If we think about the Christmas Blues, we can see how all of this applies. Christmas Blues is usually associated with a deep sadness that was already there but is exacerbated by this season — negative life events (a loss, for example) are more intensely lived, and one of the reasons for that is the social pressure for happiness and socialization that this time of the year is known for.

Feeling apathy or frustration during the holidays is normal and should not be perceived in a judgmental way. As the Portuguese poet, Fernando Pessoa, wrote “Há beleza o suficiente em se estar aqui e não noutro lado qualquer”, which translates to “There’s enough beauty in being here and not somewhere else” — we can live this season in our way, even if it’s not the way other people do it — we are still living it. Creating our own traditions is also celebrating. Deconstructing the usual Christmas or New year expectations as the “perfect time”, helps us avoid creating excessive and unnecessary pressure on oneself. It doesn’t have to be perfect; it just has to be yours!

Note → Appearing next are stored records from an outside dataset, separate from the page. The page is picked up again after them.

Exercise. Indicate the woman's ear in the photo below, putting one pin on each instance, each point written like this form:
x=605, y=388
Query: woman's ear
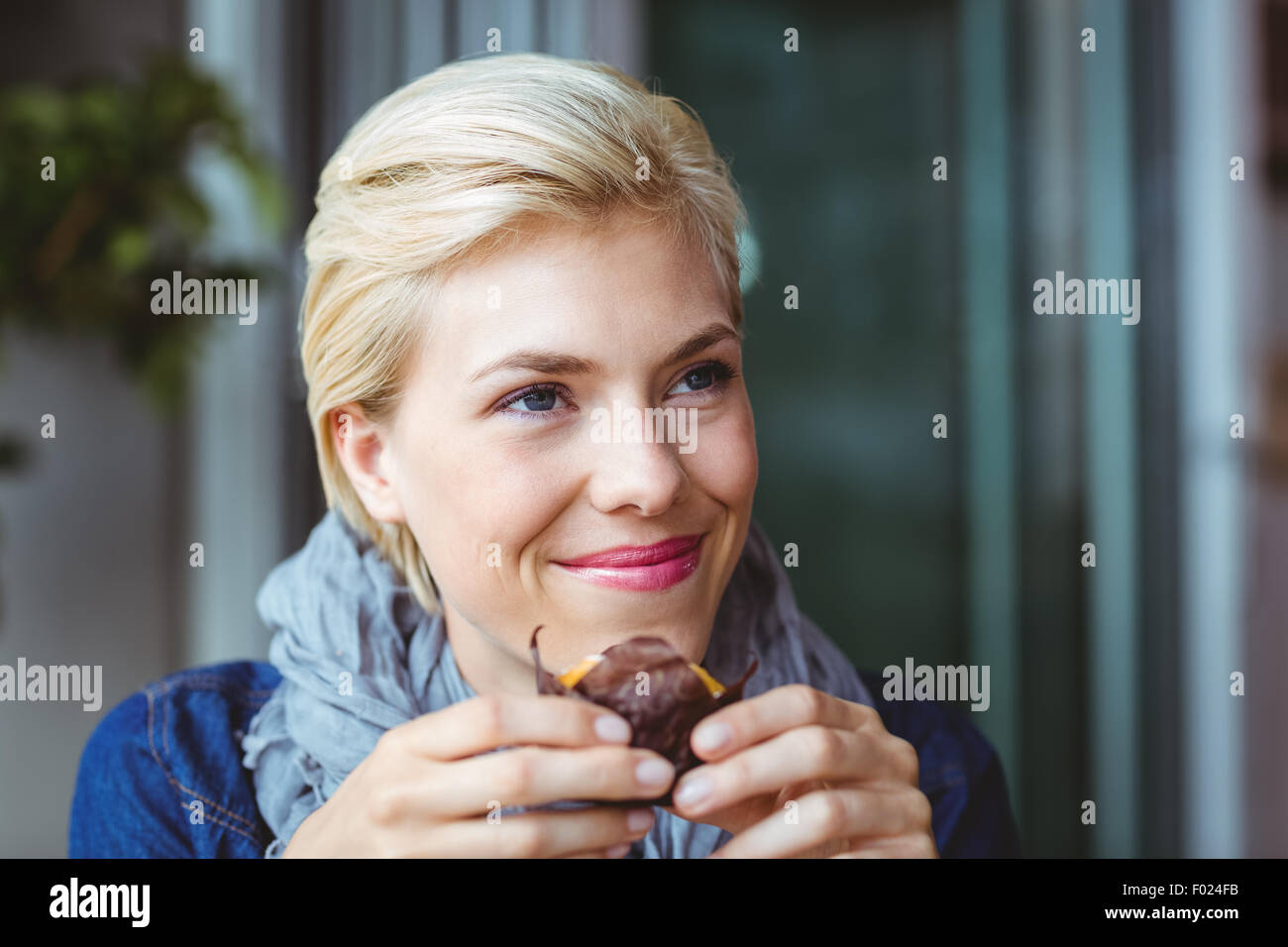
x=364, y=451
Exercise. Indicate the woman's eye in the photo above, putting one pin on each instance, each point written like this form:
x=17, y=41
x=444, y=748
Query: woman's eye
x=703, y=376
x=536, y=399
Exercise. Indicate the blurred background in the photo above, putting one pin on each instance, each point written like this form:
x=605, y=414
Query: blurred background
x=201, y=151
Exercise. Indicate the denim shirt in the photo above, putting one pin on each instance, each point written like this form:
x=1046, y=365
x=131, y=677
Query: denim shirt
x=161, y=776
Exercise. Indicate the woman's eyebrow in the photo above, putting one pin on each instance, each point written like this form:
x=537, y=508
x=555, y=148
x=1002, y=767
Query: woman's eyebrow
x=557, y=364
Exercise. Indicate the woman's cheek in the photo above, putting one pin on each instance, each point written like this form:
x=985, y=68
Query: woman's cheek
x=724, y=466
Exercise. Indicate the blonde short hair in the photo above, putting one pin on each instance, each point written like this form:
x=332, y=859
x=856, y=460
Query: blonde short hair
x=451, y=165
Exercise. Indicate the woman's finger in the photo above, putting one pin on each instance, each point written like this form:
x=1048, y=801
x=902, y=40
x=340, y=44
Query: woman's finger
x=759, y=718
x=536, y=776
x=827, y=814
x=489, y=722
x=588, y=832
x=800, y=755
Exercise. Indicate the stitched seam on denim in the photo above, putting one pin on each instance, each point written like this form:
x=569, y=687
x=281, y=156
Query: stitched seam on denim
x=207, y=684
x=179, y=788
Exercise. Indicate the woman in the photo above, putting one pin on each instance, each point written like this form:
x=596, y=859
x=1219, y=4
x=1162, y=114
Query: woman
x=506, y=253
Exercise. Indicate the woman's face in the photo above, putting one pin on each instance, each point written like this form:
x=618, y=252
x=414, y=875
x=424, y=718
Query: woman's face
x=513, y=451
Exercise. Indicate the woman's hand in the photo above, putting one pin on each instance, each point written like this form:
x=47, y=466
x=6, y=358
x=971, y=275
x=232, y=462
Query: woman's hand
x=805, y=775
x=425, y=792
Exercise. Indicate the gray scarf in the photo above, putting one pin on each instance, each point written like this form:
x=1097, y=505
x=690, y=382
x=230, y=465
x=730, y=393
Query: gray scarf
x=360, y=655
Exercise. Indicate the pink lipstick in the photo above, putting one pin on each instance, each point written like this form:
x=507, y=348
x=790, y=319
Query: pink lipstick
x=643, y=569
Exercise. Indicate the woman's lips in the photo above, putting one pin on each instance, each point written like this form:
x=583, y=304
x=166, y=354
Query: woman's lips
x=640, y=567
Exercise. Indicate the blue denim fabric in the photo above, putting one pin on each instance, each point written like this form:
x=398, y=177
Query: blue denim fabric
x=161, y=775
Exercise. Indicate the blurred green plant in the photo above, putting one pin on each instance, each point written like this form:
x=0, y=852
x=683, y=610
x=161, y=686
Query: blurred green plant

This time can also be used to reflect on what we did or didn’t do during the year; what we want to maintain or change in our life’s. Even during this reflecting, we should have in consideration that having realistic resolutions is the first step for them to be accomplished. Wanting to change everything, here and now, can lead to frustration when things don’t go perfectly (and we know, they usually don’t), resulting in letting go habits we were really motivated to maintain.

Besides writing realistic resolutions lists, we should also reflect on all the victories and wins of the past year, so we can trade from our usual critical filter (especially critical towards ourselves) to a more adjusted one. What if, instead of, New Year, New Life, we start by New Year, Different Life?

We are always moving and changing, and certainly, there’s always small or big victories to cherish (having a good day; connecting with a new person; having a professional breakthrough; receiving positive feedback; nailing that receipt and cooking an amazing meal; a tight hug). Remembering these moments is also celebrating. Taking our time to reflect on what we are grateful for, is also celebrating. Being gentle towards our emotions, with comparing or judging them, is also celebrating. Having self-care activities in these harder times, is also celebrating — especially when we don’t feel like it. And we don’t have to!

Being, feeling and trying to appreciate small moments of this holiday season, is more than enough!

We wish you a serene time (at your own pace and disposition!)